Я встаю и ухожу. Он уставился взглядом в туман за окном, и мне сбоку видно, как подергивается его лицо.
В холле и на лестнице стоят много ребят, и все говорят о Геральдине. Без семи минут восемь. Я иду с книгами под мышкой к выходу, потому что мне нужен свежий воздух. Кто-то дергает меня за рукав. Это маленький Ханзи. Он тащит меня в сторонку и шепчет:
— Ну как, неплохо я все провернул?
— Что провернул?
— Ну, все это.
— Так это — ты?
— Тс-с! Ты что, рехнулся? Говори тише! Ты же сам сказал, что тебе надо отвязаться от Шикарной Шлюхи, и просил меня помочь — так ведь или нет?
— Да.
— Ну вот я тебе и помог. Деликатным способом, как ты и хотел.
Мне становится ясно, что именно подразумевал Ханзи под «деликатным способом».
10
— Старуха всегда срезала дорогу домой, хотя это и запрещено, — шепчет Ханзи.
Мы заперлись в туалете. Ханзи сияет. Он вне себя от радости и счастья. А мне кажется, что меня вот-вот стошнит.
Я открываю маленькое оконце.
— Закрой окошко, а то, чего доброго, нас кто-нибудь услышит с улицы.
Я закрываю оконце.
— У тебя нет бычка?
Я даю ему сигарету.
Он прикуривает и глубоко затягивается.
— Вчера вечером я услышал, как старуха…
— Не надо все время говорить «старуха»!
— Да ну ее — дерьмо на палочке.
Дерьмо на палочке — это маленькая женщина, которая полтора года старалась сделать из Ханзи нормального, доброго человека.

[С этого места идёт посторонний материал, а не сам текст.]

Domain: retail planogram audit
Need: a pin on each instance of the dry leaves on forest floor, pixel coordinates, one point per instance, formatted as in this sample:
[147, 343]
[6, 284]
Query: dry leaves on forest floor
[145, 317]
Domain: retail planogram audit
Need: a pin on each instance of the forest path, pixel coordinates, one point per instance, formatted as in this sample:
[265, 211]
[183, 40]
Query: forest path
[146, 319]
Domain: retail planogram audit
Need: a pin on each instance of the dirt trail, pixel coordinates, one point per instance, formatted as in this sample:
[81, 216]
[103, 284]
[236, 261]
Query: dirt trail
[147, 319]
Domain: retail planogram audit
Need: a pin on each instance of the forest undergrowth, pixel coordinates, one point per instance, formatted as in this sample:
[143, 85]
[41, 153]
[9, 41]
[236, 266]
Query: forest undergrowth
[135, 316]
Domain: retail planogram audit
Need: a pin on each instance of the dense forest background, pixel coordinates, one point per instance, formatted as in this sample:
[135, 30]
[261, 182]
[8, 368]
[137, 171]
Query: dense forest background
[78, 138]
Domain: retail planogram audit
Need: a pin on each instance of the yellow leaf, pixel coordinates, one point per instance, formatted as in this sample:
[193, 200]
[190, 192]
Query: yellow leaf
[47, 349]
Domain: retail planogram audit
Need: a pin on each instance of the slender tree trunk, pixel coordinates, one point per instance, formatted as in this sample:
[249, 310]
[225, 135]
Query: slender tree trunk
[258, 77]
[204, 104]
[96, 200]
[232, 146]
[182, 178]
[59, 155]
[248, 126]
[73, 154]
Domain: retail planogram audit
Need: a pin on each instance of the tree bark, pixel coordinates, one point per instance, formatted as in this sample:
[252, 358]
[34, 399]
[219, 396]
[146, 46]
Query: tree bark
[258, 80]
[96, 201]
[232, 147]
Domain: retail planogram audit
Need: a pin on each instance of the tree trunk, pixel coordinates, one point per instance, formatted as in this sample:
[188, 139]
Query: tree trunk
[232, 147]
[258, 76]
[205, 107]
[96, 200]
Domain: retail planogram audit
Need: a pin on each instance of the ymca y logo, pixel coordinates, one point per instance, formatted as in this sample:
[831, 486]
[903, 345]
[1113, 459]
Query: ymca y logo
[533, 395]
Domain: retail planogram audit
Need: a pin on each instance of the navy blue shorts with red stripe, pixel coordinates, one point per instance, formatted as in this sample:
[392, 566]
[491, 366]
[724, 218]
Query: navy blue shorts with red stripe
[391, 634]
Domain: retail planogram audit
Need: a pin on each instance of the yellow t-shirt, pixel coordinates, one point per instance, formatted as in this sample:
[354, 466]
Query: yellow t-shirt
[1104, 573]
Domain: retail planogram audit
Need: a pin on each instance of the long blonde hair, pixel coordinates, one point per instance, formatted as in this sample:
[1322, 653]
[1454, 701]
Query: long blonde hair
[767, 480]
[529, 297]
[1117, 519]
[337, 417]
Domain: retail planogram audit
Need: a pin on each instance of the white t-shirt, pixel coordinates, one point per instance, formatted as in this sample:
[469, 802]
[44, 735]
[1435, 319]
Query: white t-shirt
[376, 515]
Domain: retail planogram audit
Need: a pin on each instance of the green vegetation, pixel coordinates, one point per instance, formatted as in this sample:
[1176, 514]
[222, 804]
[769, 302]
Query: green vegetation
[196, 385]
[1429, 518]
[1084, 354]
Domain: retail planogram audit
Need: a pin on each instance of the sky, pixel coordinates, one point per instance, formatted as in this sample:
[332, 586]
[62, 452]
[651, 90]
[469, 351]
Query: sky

Это несчастный человек, потерявший вчера работу. Дерьмо на палочке — это старая, почти слепая фройляйн Хильденбрандт.
— Так что ты слышал?
— Как старуха сказала Шикарной Шлюхе: «Сегодня после ужина ты зайдешь на часок ко мне. Девочки и учителя рассказывают, что ты последнее время какая-то беспокойная. Что ты кричишь по ночам. Думаешь о чем-то постороннем на занятиях». — Он ухмыляется. — Это, видать, от того, что ты ее так здорово…
— Заткнись!
Он вновь выдыхает дым.
А мне все хуже и хуже.
— Что значит «заткнись»? Как ты со мной разговариваешь? Кто меня просил помочь отвязаться от нее? — Я не отвечаю. Я об этом просил. Я ничем не лучше его. — Вот так-то! — Он опять доволен, и на его лице вновь его ужасная ухмылка. — Целый день я ломал себе голову, пока все не придумал и не подготовил.
— Что?
— Не перебивай! Пока не придумал план и не стащил у садовника моток медной проволоки.
— Зачем?
— Ты еще спрашиваешь — зачем! Сколько тебе лет — кажется, двадцать один? Затем, чтобы она свалилась в ущелье — твоя красотка.
— Ты задумал убийство?
— Не болтай! Какое убийство? Я рассчитывал, что она сломает пару костей и попадет в больницу. И оставит тебя наконец в покое!